Recent studies suggest that tree-mediated methane emissions have the potential to offset the soil methane sink and may convert the forest from a net sink to a net source. However, tree-mediated CH₄ emissions represent an uncertain pathway of the total CH₄ flux from forested ecosystems. We measured the stem CH₄ fluxes from Alnus japonica in a riparian wetland of a temperate forest for a year using automated chambers. Three mature Alnus japonica trees grown naturally in the riparian wetland were selected for this study. Dissolved CH₄ concentrations in groundwater at two depths beneath each tree were measured biweekly. The sap flux for each tree was measured with Granier-type sensors.
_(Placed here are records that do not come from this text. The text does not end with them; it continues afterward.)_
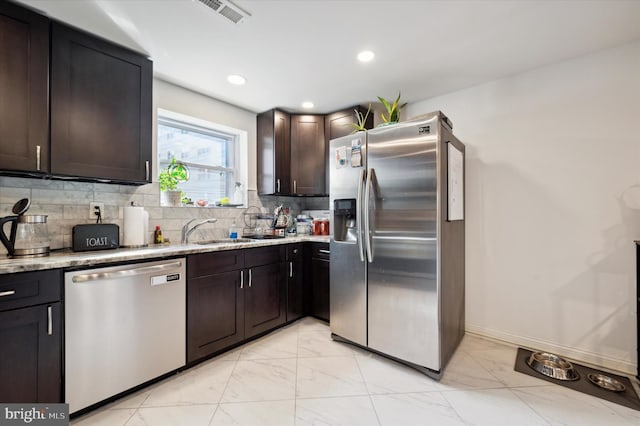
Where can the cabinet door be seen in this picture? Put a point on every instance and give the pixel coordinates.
(31, 354)
(264, 299)
(274, 156)
(24, 72)
(307, 155)
(215, 318)
(319, 297)
(340, 123)
(100, 109)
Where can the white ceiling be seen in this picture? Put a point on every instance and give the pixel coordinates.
(305, 50)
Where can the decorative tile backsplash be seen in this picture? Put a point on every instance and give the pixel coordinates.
(66, 203)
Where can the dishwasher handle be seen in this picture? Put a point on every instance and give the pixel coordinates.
(125, 273)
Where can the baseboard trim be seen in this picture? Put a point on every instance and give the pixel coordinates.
(579, 355)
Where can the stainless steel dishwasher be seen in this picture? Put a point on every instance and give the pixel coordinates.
(124, 325)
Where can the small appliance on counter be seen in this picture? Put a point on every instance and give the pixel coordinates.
(28, 236)
(95, 236)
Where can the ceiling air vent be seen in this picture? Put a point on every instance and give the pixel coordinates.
(227, 9)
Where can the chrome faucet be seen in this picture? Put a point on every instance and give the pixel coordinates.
(186, 231)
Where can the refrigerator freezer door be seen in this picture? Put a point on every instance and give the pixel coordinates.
(403, 293)
(348, 290)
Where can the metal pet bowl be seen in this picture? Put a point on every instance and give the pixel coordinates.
(552, 366)
(606, 382)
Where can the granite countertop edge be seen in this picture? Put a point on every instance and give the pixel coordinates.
(69, 259)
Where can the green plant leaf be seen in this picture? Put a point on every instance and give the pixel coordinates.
(385, 103)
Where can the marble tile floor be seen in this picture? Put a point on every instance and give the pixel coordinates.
(298, 376)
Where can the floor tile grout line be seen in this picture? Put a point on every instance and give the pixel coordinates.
(544, 419)
(366, 385)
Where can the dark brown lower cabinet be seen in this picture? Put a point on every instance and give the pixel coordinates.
(232, 296)
(294, 272)
(215, 314)
(263, 299)
(319, 281)
(31, 337)
(31, 357)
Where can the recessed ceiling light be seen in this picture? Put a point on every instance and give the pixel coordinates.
(366, 56)
(238, 80)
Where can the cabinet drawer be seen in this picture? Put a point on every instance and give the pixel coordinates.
(320, 250)
(30, 288)
(201, 265)
(263, 256)
(294, 252)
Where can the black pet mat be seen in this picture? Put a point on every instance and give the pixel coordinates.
(628, 397)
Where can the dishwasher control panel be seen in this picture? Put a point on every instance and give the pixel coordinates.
(163, 279)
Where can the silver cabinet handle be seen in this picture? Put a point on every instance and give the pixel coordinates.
(125, 273)
(49, 320)
(359, 215)
(367, 230)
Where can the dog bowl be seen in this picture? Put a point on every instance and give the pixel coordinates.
(552, 366)
(606, 382)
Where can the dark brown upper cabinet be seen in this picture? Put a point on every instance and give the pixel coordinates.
(274, 152)
(293, 150)
(307, 155)
(24, 71)
(100, 109)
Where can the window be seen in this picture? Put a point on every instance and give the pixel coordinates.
(211, 152)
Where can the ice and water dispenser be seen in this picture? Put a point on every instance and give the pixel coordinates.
(345, 226)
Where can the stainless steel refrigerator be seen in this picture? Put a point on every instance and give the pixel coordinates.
(397, 244)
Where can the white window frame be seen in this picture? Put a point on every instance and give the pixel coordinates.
(204, 126)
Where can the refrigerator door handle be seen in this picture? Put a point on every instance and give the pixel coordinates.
(367, 225)
(359, 214)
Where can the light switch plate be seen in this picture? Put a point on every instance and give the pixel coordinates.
(92, 210)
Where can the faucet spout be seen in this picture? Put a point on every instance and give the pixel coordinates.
(186, 231)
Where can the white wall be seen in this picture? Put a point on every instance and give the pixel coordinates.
(183, 101)
(553, 205)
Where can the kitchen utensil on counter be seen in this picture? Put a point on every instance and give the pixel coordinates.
(28, 235)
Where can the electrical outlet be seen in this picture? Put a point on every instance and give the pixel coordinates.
(93, 210)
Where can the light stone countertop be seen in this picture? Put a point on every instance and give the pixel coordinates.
(68, 258)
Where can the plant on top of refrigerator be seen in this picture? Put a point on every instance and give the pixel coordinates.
(361, 125)
(393, 109)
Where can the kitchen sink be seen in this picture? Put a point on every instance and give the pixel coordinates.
(264, 237)
(223, 241)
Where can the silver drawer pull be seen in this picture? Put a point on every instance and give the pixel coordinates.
(49, 320)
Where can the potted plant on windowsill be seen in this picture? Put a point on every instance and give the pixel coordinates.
(169, 178)
(393, 111)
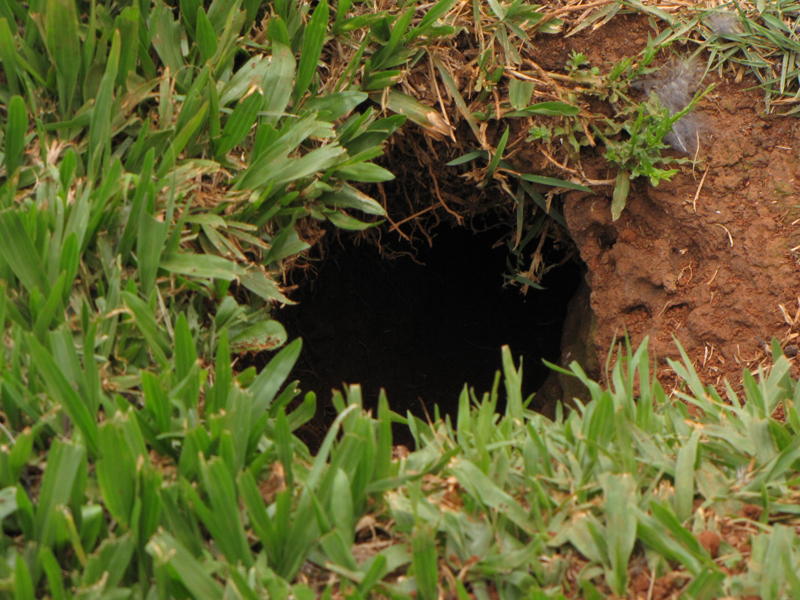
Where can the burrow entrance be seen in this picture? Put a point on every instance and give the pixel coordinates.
(422, 327)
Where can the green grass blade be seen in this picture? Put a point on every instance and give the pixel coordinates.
(16, 129)
(64, 46)
(18, 251)
(166, 550)
(100, 126)
(61, 390)
(313, 40)
(277, 82)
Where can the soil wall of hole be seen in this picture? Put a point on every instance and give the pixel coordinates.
(709, 258)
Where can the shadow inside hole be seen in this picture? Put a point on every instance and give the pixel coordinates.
(421, 331)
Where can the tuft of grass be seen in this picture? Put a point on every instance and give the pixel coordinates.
(163, 166)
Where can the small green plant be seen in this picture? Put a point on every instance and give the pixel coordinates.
(640, 152)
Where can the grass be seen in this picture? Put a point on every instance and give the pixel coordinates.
(164, 168)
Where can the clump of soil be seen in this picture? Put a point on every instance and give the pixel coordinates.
(709, 257)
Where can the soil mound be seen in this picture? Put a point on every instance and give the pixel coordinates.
(710, 257)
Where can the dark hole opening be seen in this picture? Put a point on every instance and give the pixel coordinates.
(422, 331)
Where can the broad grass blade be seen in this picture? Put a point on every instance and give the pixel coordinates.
(16, 128)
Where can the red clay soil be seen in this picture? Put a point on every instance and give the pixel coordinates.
(709, 257)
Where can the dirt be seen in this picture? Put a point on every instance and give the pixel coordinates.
(709, 258)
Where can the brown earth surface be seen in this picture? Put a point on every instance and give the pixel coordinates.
(711, 257)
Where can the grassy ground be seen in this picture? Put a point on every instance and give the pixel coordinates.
(164, 167)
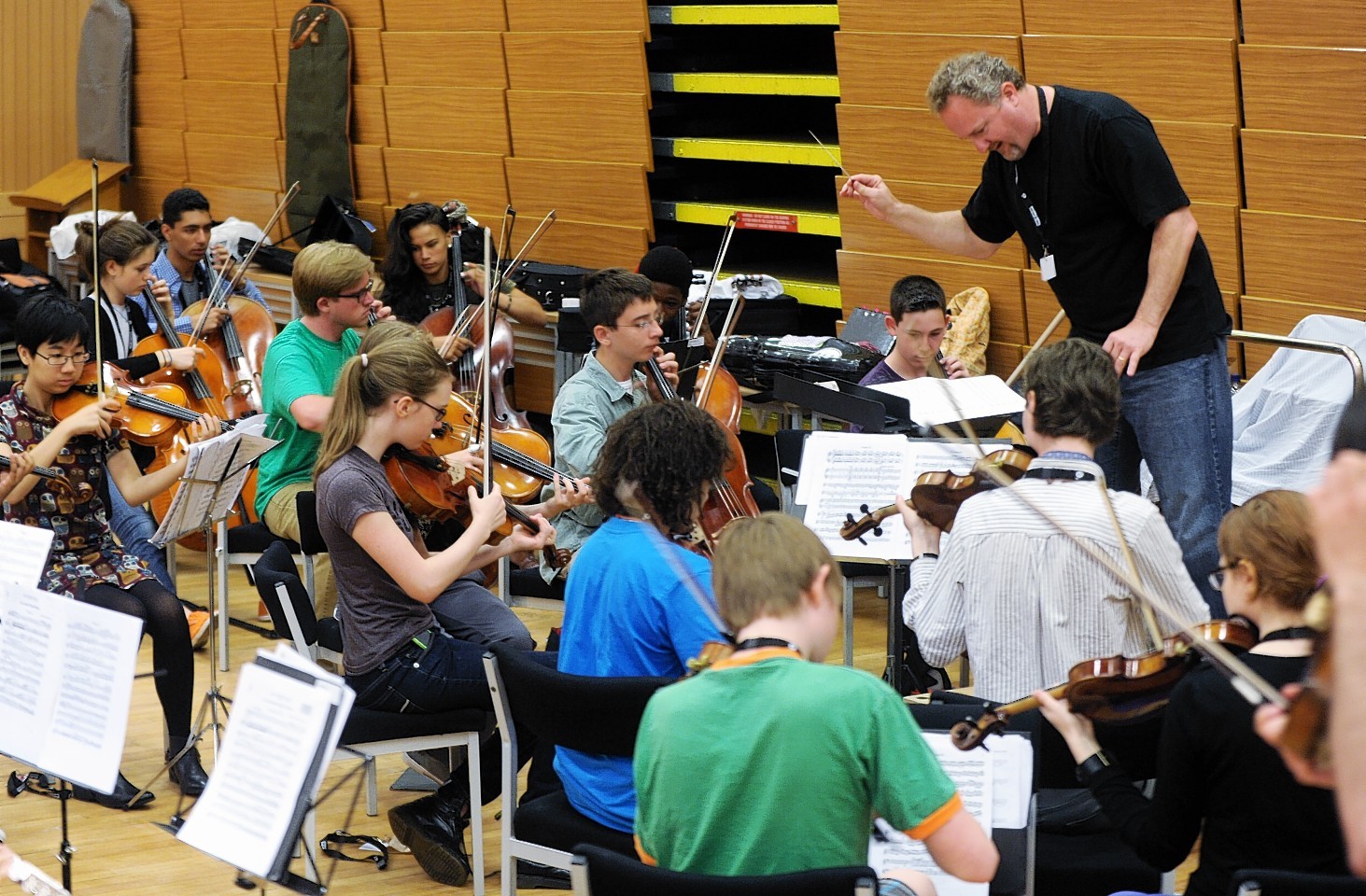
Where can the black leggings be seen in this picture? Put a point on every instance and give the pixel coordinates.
(173, 656)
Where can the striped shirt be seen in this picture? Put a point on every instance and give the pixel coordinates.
(1026, 603)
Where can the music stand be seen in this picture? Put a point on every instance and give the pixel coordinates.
(215, 473)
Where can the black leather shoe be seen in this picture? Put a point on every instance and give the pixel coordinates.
(536, 875)
(433, 828)
(121, 795)
(189, 774)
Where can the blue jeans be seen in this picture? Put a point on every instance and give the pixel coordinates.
(1179, 418)
(134, 526)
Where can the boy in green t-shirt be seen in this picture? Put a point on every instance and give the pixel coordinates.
(772, 763)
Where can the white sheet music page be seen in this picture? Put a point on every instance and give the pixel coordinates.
(936, 400)
(973, 774)
(843, 473)
(65, 679)
(23, 552)
(246, 813)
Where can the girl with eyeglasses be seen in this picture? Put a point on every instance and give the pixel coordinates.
(85, 562)
(1216, 777)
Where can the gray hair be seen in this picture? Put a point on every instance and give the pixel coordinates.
(976, 77)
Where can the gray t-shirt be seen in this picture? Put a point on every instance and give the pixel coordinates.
(377, 616)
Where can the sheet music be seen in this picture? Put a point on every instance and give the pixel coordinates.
(65, 679)
(971, 772)
(271, 763)
(844, 471)
(936, 400)
(224, 459)
(23, 552)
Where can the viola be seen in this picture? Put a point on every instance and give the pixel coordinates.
(425, 486)
(63, 491)
(521, 456)
(1115, 689)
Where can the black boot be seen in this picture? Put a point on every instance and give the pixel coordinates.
(433, 828)
(120, 798)
(188, 772)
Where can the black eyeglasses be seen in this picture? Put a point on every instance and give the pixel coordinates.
(439, 412)
(1216, 578)
(363, 292)
(59, 361)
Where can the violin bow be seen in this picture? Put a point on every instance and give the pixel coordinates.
(94, 277)
(716, 271)
(1250, 686)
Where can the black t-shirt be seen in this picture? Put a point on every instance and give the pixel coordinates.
(1212, 768)
(1100, 182)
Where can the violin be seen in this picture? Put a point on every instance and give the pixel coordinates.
(521, 456)
(937, 495)
(1117, 689)
(63, 491)
(424, 483)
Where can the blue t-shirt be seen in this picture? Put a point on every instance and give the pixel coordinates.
(627, 613)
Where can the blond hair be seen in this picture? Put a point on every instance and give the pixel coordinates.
(324, 270)
(1271, 530)
(763, 566)
(395, 358)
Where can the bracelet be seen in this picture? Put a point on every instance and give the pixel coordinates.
(1091, 765)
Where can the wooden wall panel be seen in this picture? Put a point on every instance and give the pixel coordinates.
(366, 58)
(1304, 174)
(238, 161)
(896, 68)
(923, 17)
(1303, 259)
(413, 58)
(1218, 229)
(1159, 18)
(867, 280)
(611, 127)
(1156, 78)
(1291, 89)
(865, 233)
(581, 190)
(1205, 158)
(472, 119)
(221, 106)
(1319, 23)
(159, 102)
(593, 245)
(434, 176)
(251, 52)
(160, 152)
(540, 59)
(905, 145)
(369, 123)
(539, 15)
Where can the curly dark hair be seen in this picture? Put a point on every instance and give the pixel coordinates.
(667, 451)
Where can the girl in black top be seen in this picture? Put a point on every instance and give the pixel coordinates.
(1212, 768)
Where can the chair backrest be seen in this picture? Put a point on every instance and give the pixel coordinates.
(581, 712)
(1274, 883)
(613, 875)
(310, 537)
(292, 613)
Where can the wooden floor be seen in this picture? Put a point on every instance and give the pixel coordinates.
(124, 852)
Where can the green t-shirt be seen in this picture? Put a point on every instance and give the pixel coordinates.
(297, 364)
(770, 763)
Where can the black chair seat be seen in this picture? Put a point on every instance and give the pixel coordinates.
(366, 725)
(256, 539)
(551, 821)
(613, 875)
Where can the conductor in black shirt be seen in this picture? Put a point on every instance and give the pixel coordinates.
(1085, 182)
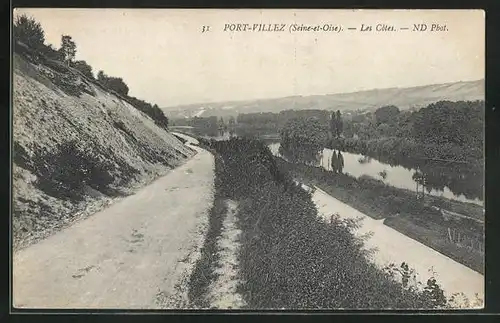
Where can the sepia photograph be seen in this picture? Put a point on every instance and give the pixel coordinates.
(247, 159)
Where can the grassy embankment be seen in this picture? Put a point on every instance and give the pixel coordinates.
(403, 212)
(289, 257)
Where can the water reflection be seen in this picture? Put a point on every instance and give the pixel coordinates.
(426, 178)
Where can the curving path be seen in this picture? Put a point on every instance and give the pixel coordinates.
(125, 255)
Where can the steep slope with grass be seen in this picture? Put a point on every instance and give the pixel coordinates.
(77, 147)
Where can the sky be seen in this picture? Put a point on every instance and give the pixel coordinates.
(164, 57)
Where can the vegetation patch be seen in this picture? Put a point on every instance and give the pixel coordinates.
(403, 211)
(204, 273)
(290, 258)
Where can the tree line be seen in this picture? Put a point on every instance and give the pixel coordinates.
(290, 258)
(30, 33)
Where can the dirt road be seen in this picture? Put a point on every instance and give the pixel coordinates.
(125, 255)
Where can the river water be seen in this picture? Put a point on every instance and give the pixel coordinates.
(391, 246)
(358, 165)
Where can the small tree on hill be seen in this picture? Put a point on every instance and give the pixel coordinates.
(68, 49)
(29, 31)
(84, 68)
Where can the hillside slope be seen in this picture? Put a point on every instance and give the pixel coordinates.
(77, 147)
(404, 98)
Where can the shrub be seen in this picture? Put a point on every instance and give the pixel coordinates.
(29, 31)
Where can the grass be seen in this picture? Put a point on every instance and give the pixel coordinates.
(204, 271)
(435, 239)
(401, 210)
(289, 258)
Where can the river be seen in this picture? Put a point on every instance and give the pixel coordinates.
(391, 246)
(358, 165)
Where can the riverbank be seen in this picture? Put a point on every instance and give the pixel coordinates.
(289, 257)
(460, 169)
(402, 211)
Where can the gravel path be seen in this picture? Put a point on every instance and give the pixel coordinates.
(125, 255)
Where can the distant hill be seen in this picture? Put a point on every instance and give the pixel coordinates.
(404, 98)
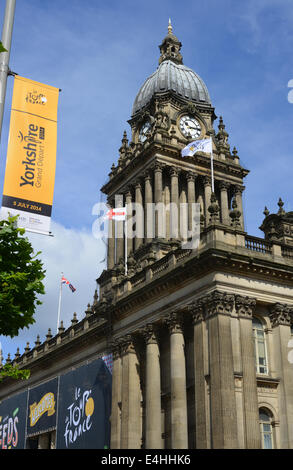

The stem CH₄ fluxes seasonally vary, showing summertime maxima and wintertime minima. The stem CH₄ fluxes positively correlate with dissolved CH₄ concentration in groundwater beneath the trees. In addition, stem CH₄ emissions were observed when the sap flux diminished during the defoliation period. These results indicate that CH₄ in the rhizosphere is transported in the gaseous form through intercellular space in trees. On the other hand, CH₄ transport by sap flux also likely exists based on our observations; stem CH₄ fluxes showed diurnal variation. We also observed that rainfall caused a clear increase in the stem CH₄ emissions. Temporal changes in the groundwater flow paths by rainfall would have affected the belowground CH₄ concentrations and the stem CH₄ flux. Dynamic changes in soil environmental conditions (soil temperature, groundwater flow) controlled dissolved CH₄ concentrations in groundwater, thus, stem CH₄ flux. Our findings highlight the need for continuous stem CH₄ flux measurements to better understand the controlling factors and future response of CH₄ dynamics in forests to climate change.